Let $S_n = 1 + \frac 12 + \frac 13 + \cdots + \frac 1n$, where $n \in \{ 1,2,3,\cdots\}$ Find the smallest $n$ satisfying $S_n > 10$.
Sorry, it's my first time asking and I don't know how to format this thing. I still don't see anything even after staring at this for really long. Any clues?
On
Should be near
$$ \lfloor{ \frac{e^9}{2} }+1 $$
I use
$$ \int_k^{k+1} \frac{1}{t} dt \leq \frac{1}{k} \leq \int_{k-1}^{k} \frac{1}{t} dt $$
You sum and integrate which give you log then you solve for upper and lower bound and verify.
On
The $n$-th harmonic number $H_n=1+\frac{1}{2}+\dots+\frac{1}{n}$ is asymptotic to $\ln n+\gamma$, where $\gamma$ is the Euler-Mascheroni constant, equal to $0.57721\dots$
So, if you are searching for an $n$ such that $H_n>1$, you should solve the following equation:
$$ \ln n + \gamma > 10, $$ and the first integer greater than $e^{10-\gamma}$ is $n=12367$.
This is an estimate of the exact value, one needs some error estimates to find it.

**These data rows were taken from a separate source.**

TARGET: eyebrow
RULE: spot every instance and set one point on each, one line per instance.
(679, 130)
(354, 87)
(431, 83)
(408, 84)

We have an asympotic expansion for $H_n$: $$H_n = \ln n + \gamma + \frac{1}{2n} - \sum_{k=1}^{\infty} \frac{B_{2k}}{2 k n^{2k}} = \ln n + \gamma + \frac{1}{2n} -\frac{1}{12 n^2}+ \frac{1}{120 n^4} - \dots$$ Reference : Wikipedia on Harmonic number
So $$\ln n + \gamma + \frac{1}{2n} -\frac{1}{12 n^2} < H_n < \ln n + \gamma + \frac{1}{2n}$$ Solving $\ln n + \gamma = 10$ for $n$, we find $n \approx 12367$. With this value of $n$, we compute $$ H_n > \ln n + \gamma + \frac{1}{2n} -\frac{1}{12 n^2} = 10.000043$$ and $$H_{n-1} < \ln (n-1) + \gamma + \frac{1}{2(n-1)} = 9.999962144$$ so $H_{n-1} < 10$ and $H_n > 10$ for $n = 12367$.